Ron Kulp RKulp at ebwalshinc.com
Mon Feb 5 07:19:14 PST 2007


 [Arlo]
I hear ya. Here in Central Pennsylvania I'm in love with the mountains,
especially the largely unpopulated regions to the North. I lived in
Chicago for a while, with the Lake being the only thing that kept me
from going flat-crazy.

[X]
Arlo,
Perhaps we can join up for a ride sometime, I live near the central pa
area I have a '75 FX. I usually tour
The susquahanna every spring with a buddy of mine. You ever tour route 6
thru wellsborough?


-----Original Message-----
From: moq_discuss-bounces at moqtalk.org
[mailto:moq_discuss-bounces at moqtalk.org] On Behalf Of ARLO J BENSINGER
JR
Sent: Sunday, February 04, 2007 3:10 PM
To: moq_discuss at moqtalk.org
Subject: Re: [MD] What is an analogy?

[SA]
I live in a hilly woodsy region.  At the foothills of the Appalachian
Mountains.
 So, not too far west it gets pretty flat.  Many people around here say
how boring the flatland is to the west.  What subtlies in the land would
the flatlanders notice about flatland that I don't readily notice?

[Arlo]
I hear ya. Here in Central Pennsylvania I'm in love with the mountains,
especially the largely unpopulated regions to the North. I lived in
Chicago for a while, with the Lake being the only thing that kept me
from going flat-crazy.

Pirsig talks about this briefly in ZMM. "Memories of car trips across
them are always of flatness and great emptiness as far as you can see,
extreme monotony and boredom as you drive for hour after hour, getting
nowhere, wondering how long this is going to last without a turn in the
road, without a change in the land going on and on to the horizon."

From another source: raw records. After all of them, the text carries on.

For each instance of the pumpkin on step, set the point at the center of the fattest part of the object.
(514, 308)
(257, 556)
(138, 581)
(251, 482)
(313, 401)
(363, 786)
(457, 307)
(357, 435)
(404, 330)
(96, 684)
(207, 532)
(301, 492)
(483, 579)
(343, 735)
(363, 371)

"Hard country" is how Pirsig referred to the Dakotas. I read a few years
back an intriguing book called "Dakota, A Spiritual Geography" by
Kathleen Norris. In it she talks about relocating to a small prairie
town, her initial misgivings and how she eventually came to not only
love, but embrace, life on the flatlands. 

In Neil Peart's motorcycle travelogue, "Ghost Rider", he describes
crossing Manitoba and Saskatchewan along Canada Highway 1 and The
Yellowhead Highway. As with Pirsig's crossing the Dakota's, Peart
describes the flat emptiness broken only by grain elevators, but also
with a nod to a unique beauty that arises from such seemingly barren
places. (I've never been to Manitoba or Saskatchewan, but one of these
years that's going to change, when I make out for the Northern Rockies
Lodge and Muncho Lake (http://www.northern-rockies-lodge.com/), one of
Peart's stops on his way to the Inuvik in the Arctic Circle.)